Maybe my memory of Sunergos’ PNG Waghi unfairly built up my expectations too much, too.
This coffee has a nice, medium body and relatively short aftertaste. For a Kenyan it is quite restrained and maybe even a little muted. I found some caramel sweetness in the cup and a spiciness that definitely conjured up the “ginger” cue that Sunergos provide on their tasting notes. I also picked out some cherry notes in some sips. The acidity is really mellow on this one and had elements of lime flavors to it. The finish on this coffee left my palate a bit dry.
I worked pretty hard to get more from this coffee, using several different recipes on AeroPress, Gino pourover and I even broke out my Chemex for this one!
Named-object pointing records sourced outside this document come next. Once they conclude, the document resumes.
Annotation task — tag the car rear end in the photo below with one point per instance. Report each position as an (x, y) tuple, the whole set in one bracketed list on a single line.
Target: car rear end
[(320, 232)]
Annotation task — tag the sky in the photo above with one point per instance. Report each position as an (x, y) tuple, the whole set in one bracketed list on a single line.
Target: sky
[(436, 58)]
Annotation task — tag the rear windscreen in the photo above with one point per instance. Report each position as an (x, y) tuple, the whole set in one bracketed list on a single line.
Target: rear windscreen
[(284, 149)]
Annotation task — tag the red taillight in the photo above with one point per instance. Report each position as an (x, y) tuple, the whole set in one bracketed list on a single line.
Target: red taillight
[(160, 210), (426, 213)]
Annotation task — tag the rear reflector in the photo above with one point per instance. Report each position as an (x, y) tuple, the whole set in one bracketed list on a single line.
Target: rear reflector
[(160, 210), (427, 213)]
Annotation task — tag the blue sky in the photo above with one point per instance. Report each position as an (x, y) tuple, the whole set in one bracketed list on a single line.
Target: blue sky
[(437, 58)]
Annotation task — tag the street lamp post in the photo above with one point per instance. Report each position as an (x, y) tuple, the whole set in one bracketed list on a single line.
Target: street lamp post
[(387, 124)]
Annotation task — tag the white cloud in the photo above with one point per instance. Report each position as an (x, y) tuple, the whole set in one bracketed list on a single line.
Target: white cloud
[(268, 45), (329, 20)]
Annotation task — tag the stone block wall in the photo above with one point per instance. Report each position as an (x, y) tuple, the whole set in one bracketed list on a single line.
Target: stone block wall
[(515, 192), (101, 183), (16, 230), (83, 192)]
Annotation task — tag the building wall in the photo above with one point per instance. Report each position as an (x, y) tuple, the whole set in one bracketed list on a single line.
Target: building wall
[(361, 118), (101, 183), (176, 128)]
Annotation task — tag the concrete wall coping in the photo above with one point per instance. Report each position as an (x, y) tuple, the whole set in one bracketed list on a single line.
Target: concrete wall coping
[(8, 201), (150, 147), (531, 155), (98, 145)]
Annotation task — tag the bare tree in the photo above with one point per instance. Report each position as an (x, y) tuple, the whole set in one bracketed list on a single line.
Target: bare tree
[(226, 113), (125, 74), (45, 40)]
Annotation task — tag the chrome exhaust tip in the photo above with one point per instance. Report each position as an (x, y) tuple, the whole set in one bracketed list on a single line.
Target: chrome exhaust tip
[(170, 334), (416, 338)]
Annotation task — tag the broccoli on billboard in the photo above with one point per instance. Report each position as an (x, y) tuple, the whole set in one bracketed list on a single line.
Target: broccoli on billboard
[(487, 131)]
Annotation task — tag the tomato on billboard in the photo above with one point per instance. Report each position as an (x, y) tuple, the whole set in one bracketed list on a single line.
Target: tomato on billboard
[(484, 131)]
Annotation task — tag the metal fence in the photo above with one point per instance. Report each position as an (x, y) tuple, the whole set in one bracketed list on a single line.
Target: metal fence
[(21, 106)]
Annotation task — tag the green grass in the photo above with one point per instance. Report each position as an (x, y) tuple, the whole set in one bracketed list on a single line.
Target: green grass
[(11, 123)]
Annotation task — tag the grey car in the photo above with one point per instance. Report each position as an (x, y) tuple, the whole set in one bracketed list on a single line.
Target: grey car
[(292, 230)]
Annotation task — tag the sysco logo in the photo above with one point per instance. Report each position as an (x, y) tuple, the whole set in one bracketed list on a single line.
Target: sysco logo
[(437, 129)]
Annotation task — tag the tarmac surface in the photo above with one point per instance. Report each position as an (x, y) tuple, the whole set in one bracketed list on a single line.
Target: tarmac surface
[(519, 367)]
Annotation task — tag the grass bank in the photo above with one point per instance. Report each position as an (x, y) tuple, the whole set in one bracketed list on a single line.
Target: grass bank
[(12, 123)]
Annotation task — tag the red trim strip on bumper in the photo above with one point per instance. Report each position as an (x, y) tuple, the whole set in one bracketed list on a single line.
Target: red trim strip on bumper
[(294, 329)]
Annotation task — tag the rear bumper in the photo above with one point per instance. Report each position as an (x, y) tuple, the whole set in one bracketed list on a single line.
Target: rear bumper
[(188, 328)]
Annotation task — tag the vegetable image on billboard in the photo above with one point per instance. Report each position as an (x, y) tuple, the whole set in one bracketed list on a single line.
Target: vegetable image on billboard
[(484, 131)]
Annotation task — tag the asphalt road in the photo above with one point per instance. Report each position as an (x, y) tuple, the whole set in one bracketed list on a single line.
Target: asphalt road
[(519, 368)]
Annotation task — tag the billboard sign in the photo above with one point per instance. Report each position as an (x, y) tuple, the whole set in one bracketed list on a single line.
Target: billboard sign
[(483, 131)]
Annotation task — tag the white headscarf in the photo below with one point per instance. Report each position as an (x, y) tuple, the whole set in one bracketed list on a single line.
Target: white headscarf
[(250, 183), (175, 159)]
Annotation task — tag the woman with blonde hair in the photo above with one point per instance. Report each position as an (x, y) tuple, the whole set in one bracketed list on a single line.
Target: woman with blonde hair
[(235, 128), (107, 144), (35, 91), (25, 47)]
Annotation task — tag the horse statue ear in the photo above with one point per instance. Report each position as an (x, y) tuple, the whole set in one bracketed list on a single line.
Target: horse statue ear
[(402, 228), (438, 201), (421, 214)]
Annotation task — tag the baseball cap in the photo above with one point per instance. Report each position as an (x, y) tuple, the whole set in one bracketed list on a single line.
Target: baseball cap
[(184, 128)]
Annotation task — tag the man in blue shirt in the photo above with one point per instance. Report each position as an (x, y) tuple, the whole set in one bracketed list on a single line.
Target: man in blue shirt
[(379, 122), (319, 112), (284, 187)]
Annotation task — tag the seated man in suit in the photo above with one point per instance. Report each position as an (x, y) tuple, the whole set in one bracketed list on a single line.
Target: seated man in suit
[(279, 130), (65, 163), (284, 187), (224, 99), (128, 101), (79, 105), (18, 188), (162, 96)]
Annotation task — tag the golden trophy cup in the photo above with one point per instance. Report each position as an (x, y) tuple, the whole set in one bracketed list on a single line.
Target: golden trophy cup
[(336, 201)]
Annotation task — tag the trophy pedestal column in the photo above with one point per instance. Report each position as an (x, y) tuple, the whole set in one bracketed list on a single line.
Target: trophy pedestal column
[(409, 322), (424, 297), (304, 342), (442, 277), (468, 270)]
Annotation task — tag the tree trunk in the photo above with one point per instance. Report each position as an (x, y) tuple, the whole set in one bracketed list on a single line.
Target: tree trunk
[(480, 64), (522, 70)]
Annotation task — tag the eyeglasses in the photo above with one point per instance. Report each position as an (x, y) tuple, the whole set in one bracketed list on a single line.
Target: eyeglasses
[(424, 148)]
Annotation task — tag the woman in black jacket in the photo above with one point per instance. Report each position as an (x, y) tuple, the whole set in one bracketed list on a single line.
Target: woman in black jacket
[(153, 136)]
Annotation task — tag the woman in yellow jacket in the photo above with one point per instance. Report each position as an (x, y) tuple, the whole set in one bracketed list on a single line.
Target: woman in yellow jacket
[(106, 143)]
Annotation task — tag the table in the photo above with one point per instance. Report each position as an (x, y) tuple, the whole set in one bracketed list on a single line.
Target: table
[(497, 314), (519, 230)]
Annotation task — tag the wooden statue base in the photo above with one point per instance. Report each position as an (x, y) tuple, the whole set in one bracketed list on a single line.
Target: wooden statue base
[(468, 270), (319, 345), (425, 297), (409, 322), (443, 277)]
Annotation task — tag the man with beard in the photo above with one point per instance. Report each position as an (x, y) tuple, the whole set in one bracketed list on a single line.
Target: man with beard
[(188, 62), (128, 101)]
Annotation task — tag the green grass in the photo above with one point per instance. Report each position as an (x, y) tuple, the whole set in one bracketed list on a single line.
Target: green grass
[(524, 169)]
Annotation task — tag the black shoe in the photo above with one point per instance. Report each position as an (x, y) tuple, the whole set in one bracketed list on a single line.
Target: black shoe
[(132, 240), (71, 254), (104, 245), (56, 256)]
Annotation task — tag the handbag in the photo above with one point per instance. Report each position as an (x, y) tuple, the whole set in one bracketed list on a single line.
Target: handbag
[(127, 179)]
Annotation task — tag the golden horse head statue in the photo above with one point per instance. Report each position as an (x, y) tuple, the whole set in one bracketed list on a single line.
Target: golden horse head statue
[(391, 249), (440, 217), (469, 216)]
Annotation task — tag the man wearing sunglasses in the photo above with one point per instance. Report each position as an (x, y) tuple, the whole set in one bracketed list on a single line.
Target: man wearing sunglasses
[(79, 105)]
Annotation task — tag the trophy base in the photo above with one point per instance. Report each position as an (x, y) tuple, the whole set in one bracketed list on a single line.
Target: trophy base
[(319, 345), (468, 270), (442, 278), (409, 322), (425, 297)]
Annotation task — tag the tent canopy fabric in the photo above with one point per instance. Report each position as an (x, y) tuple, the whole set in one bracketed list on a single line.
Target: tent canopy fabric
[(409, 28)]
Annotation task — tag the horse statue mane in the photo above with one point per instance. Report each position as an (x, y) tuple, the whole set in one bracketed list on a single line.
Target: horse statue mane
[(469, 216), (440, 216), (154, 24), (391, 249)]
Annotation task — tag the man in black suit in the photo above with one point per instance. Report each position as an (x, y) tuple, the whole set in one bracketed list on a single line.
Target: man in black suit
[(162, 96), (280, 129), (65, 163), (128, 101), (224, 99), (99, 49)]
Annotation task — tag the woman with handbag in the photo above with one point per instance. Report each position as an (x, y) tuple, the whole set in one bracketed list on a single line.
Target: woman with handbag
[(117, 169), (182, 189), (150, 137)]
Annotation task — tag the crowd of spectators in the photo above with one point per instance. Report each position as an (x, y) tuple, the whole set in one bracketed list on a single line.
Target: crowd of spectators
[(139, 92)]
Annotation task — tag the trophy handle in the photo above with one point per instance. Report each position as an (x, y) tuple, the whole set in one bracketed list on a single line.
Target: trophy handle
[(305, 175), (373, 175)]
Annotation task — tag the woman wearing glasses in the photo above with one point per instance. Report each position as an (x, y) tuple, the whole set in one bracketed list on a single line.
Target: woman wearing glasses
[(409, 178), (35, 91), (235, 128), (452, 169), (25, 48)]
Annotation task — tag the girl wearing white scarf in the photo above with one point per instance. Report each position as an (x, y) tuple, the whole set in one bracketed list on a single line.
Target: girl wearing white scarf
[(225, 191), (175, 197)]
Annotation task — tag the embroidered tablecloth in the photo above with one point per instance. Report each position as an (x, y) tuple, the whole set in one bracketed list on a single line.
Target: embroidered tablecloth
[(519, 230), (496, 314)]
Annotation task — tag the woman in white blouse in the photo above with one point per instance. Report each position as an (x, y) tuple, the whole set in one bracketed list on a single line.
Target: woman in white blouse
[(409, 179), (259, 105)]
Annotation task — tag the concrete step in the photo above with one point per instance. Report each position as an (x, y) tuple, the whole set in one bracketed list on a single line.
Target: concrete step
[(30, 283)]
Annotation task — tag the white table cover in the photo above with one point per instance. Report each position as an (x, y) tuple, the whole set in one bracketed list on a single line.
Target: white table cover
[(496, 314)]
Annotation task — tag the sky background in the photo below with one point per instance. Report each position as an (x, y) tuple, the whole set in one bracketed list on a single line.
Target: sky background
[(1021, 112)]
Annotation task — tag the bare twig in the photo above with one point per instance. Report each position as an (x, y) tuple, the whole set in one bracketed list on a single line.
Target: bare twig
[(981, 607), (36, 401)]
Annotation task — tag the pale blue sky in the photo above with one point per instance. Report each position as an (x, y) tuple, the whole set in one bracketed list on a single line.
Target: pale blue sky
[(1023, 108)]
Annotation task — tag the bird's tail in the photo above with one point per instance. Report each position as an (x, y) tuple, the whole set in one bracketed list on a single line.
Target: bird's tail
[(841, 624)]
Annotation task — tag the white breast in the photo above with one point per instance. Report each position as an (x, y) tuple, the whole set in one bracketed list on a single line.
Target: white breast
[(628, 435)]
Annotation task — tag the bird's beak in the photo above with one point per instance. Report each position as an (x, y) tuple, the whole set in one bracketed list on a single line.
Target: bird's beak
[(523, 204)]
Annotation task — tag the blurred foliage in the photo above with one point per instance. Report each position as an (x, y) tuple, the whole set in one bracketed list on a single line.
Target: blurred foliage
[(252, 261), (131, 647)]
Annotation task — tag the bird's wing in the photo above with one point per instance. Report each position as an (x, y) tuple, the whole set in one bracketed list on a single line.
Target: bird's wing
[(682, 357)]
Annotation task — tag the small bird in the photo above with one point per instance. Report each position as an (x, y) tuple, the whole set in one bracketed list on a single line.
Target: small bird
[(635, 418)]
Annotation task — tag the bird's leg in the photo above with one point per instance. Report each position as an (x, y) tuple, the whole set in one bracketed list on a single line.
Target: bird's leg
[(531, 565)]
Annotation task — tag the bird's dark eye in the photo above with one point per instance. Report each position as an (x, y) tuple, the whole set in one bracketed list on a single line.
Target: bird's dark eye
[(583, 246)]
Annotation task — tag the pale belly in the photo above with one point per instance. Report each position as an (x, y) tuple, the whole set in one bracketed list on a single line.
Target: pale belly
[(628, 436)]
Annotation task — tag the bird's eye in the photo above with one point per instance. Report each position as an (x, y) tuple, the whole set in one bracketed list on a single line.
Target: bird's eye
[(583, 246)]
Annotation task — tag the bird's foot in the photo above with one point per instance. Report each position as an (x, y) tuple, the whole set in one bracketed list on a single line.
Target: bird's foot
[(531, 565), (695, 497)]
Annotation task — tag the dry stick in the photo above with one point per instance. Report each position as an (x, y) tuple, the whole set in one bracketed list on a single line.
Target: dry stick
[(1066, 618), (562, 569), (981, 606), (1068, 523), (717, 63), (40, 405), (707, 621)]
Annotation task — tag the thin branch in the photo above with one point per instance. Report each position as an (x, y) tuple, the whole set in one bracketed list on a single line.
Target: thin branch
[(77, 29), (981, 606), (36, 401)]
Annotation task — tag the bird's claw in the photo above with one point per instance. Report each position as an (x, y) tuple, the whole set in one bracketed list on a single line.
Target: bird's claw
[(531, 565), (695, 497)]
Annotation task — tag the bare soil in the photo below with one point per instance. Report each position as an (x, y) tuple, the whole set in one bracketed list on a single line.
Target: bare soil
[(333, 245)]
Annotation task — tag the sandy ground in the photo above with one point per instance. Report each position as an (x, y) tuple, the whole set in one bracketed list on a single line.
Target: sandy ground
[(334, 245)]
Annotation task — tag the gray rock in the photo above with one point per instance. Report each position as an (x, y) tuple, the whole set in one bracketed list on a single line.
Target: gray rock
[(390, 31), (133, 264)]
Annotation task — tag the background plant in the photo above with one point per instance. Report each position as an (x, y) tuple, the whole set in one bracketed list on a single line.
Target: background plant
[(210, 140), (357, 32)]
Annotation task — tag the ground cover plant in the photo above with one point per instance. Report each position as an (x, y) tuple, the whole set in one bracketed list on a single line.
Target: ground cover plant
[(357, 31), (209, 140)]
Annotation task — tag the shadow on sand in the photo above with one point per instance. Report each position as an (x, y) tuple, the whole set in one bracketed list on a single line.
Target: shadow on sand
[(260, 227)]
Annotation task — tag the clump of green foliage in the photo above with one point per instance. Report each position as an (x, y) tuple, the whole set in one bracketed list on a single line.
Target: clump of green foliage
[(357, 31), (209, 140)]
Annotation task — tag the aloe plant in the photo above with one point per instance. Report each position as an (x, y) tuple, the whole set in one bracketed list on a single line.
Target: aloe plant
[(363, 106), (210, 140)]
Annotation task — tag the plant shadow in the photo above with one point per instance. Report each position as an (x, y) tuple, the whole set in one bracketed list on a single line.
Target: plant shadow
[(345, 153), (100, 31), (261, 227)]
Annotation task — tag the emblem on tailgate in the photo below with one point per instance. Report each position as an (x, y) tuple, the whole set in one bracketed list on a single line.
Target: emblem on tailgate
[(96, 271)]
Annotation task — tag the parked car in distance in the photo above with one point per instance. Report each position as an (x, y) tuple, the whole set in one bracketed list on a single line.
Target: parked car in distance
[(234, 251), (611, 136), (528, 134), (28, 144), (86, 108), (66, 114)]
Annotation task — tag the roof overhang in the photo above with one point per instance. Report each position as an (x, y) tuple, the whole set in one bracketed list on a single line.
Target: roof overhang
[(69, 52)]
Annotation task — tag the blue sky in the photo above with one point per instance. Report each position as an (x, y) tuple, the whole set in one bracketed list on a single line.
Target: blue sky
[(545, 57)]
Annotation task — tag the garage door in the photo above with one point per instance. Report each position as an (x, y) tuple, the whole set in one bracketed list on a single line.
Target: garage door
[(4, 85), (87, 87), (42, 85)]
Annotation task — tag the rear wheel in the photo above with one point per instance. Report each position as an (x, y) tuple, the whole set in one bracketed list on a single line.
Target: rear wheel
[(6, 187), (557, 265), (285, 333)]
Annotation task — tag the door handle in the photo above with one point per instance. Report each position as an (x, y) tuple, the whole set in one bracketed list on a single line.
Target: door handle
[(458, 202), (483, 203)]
No matter what ratio, what grind or what method I used, this ended up being one chill Kenyan coffee for me!
Again, I’ve drunk most of the bag, so I certainly didn’t find it offensive. My only complaint is that it is just maybe too restrained, bordering on muted. At the same time, some Kenyans can be a bit abrasive with their acidity, so this would be a good entry for someone who finds Kenyan coffees too bright or hasn’t had one before. The flavors in this cup are nice, I just found myself thinking they were at “6” when I wanted them to be cranked up to “11!” LOL
Being that this Kirinyaga from Sunergos isn’t over the top in its acidity, I thought it might do well as espresso. I put it through its paces and got it dialed in pretty well for my tastes. I was pulling something in between a ristretto and a normale shot, using around 19g of coffee for a 30-ish gram shot (I forgot to write it down, sorry). This created an espresso shot with a ton of balance for me. The body was thick with good crema and I got loads of cherries in the flavor with a bit of lime acidity and lots of sweetness.
This is a nice, versatile and very consistent coffee. I got very similar flavor profiles every way I brewed it and eventually settled on loving it most as espresso. It’d be a great gateway into Kenyan coffees for a newb or for someone who doesn’t like how bright coffees from that region can be, but my palate just wanted the amplifier to be cranked louder! In the end, I plowed through most of this bag even when I had 20 other coffees staring at me from my countertop, so the coffee is nice and a good drinker, it’s just wearing a gray flannel suit when I wanted it to have a mohawk and Doc Martens.